- Llanelly
- Coordinates: 36°44′12″S 143°51′25″E﻿ / ﻿36.73667°S 143.85694°E
- Country: Australia
- State: Victoria
- LGA: Shire of Loddon;

Government
- • State electorate: Ripon;
- • Federal division: Mallee;

Population
- • Total: 62 (2021 census)
- Postcode: 3551

= Llanelly, Victoria =

Llanelly is a locality in the Shire of Loddon, Victoria, Australia. At the , Llanelly had a population of 62.

== History ==
Gold mining in the Tarnagulla district began in 1853, and in 1856 gold was discovered at a nearby rise known as Hard Hills, west of the present site of Llanelly. Further reef discoveries followed over the next two years around and east of Llanelly, encouraging permanent settlement, and by about 1860 a village had formed and was named Llanelly by Welsh miners. The discovery of alluvial gold in 1865 led to rapid population growth, and at its peak the Llanelly goldfields were reported to support a population of up to 20,000 people. For decades, Welsh, rather than English, was the dominant language of Llanelly.

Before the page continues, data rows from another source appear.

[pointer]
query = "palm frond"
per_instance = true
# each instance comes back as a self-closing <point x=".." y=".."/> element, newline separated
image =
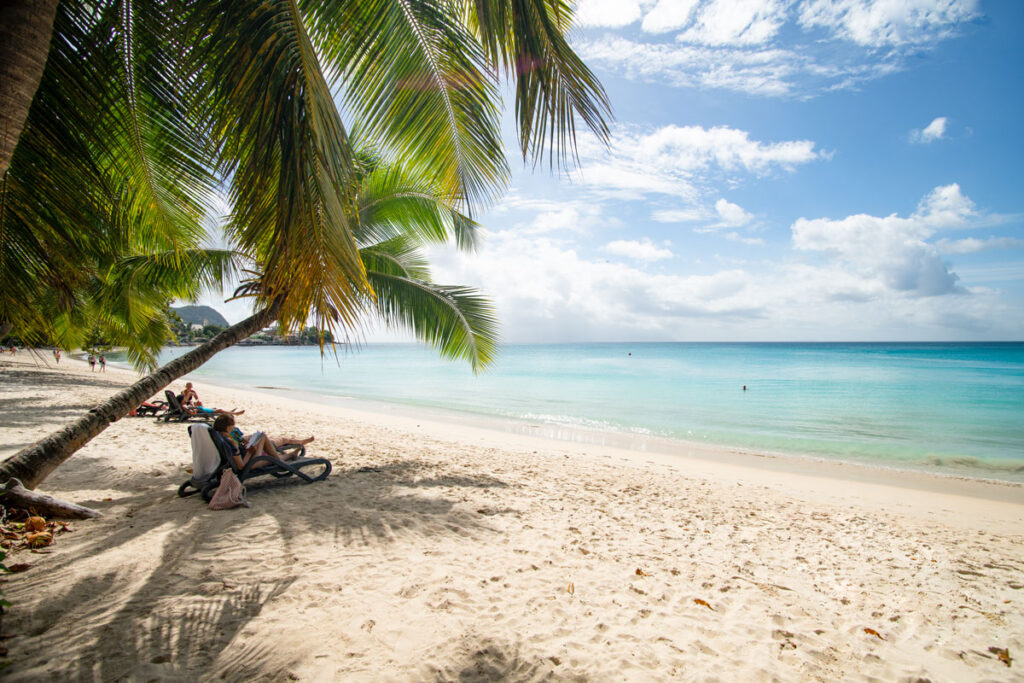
<point x="553" y="85"/>
<point x="417" y="79"/>
<point x="457" y="322"/>
<point x="393" y="201"/>
<point x="288" y="156"/>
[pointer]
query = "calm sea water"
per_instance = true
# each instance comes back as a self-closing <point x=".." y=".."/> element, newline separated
<point x="946" y="407"/>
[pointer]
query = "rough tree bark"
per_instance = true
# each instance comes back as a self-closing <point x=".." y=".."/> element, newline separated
<point x="26" y="31"/>
<point x="34" y="463"/>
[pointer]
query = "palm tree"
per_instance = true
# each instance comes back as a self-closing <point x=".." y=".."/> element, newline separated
<point x="397" y="213"/>
<point x="155" y="105"/>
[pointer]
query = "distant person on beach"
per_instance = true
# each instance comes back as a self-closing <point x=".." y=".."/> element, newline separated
<point x="254" y="444"/>
<point x="201" y="410"/>
<point x="188" y="396"/>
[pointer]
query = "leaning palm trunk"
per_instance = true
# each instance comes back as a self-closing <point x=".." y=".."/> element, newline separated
<point x="34" y="463"/>
<point x="26" y="30"/>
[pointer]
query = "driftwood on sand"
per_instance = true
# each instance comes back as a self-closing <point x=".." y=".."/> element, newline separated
<point x="15" y="496"/>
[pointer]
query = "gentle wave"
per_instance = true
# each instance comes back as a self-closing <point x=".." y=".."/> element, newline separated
<point x="951" y="408"/>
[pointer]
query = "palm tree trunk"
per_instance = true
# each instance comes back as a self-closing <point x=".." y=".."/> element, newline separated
<point x="26" y="30"/>
<point x="34" y="463"/>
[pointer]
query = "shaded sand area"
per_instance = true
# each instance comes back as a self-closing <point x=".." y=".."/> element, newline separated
<point x="467" y="554"/>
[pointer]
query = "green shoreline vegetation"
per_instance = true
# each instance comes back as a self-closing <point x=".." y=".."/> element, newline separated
<point x="158" y="113"/>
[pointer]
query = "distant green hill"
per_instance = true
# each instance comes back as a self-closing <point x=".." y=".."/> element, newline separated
<point x="200" y="315"/>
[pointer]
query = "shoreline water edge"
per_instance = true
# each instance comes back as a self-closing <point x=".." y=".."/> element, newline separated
<point x="445" y="551"/>
<point x="940" y="409"/>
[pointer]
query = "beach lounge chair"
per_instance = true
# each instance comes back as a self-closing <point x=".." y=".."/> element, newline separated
<point x="207" y="466"/>
<point x="148" y="410"/>
<point x="177" y="413"/>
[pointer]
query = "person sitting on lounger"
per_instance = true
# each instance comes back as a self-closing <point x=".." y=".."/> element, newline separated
<point x="254" y="444"/>
<point x="188" y="396"/>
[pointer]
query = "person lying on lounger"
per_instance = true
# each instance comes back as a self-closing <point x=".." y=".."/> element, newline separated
<point x="202" y="410"/>
<point x="256" y="443"/>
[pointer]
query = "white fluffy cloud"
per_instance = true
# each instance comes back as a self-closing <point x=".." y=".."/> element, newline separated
<point x="733" y="44"/>
<point x="974" y="245"/>
<point x="611" y="13"/>
<point x="732" y="215"/>
<point x="893" y="250"/>
<point x="736" y="23"/>
<point x="677" y="161"/>
<point x="546" y="290"/>
<point x="933" y="131"/>
<point x="878" y="23"/>
<point x="638" y="250"/>
<point x="669" y="15"/>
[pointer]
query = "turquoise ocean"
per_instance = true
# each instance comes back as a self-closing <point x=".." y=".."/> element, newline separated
<point x="946" y="408"/>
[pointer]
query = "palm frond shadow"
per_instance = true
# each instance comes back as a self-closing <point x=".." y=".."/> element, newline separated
<point x="183" y="638"/>
<point x="491" y="659"/>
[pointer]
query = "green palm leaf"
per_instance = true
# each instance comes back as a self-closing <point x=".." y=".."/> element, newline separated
<point x="416" y="78"/>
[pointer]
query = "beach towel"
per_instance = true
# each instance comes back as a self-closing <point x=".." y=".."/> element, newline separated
<point x="230" y="493"/>
<point x="206" y="460"/>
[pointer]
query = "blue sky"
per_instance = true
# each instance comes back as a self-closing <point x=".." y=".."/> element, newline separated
<point x="778" y="170"/>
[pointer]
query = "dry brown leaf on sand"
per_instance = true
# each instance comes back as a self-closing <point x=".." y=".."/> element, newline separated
<point x="1003" y="653"/>
<point x="39" y="539"/>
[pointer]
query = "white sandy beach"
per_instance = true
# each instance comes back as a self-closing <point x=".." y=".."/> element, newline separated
<point x="474" y="554"/>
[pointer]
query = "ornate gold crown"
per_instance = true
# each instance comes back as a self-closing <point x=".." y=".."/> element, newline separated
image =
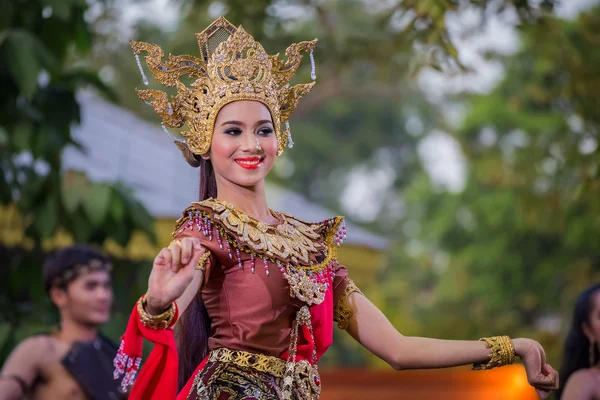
<point x="233" y="67"/>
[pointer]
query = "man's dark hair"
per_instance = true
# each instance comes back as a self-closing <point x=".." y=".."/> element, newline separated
<point x="60" y="268"/>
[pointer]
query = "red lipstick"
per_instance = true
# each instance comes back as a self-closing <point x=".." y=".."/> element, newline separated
<point x="252" y="162"/>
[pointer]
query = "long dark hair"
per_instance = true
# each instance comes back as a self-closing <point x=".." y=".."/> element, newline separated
<point x="576" y="354"/>
<point x="193" y="329"/>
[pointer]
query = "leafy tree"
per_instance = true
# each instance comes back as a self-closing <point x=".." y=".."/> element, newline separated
<point x="511" y="252"/>
<point x="42" y="43"/>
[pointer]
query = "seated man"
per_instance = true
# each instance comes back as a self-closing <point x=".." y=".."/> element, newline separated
<point x="74" y="361"/>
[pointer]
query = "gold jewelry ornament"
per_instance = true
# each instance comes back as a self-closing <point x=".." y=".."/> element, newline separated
<point x="233" y="66"/>
<point x="502" y="352"/>
<point x="161" y="321"/>
<point x="202" y="261"/>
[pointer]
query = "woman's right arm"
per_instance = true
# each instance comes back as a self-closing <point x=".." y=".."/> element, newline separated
<point x="580" y="386"/>
<point x="174" y="276"/>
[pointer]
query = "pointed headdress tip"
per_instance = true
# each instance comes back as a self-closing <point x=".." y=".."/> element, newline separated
<point x="233" y="66"/>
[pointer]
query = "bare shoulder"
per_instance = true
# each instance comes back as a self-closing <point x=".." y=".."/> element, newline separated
<point x="38" y="344"/>
<point x="36" y="349"/>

The expansion of the goldfields supported the development of stores, hotels and banks, and the town remained prosperous until declining yields in the following decade slowed growth. Between 1872 and 1882 the settlement was officially known as Maidentown, before the name Llanelly was reinstated prior to the opening of the railway line from Dunolly in 1888. By the 1920s most local businesses had closed apart from the post office and general store, and the town's role as a service centre continued to diminish. The opening of a grain silo at the railway station in 1951 reflected a shift away from small mixed farming, while the school had closed in 1950 and was later converted into a public hall.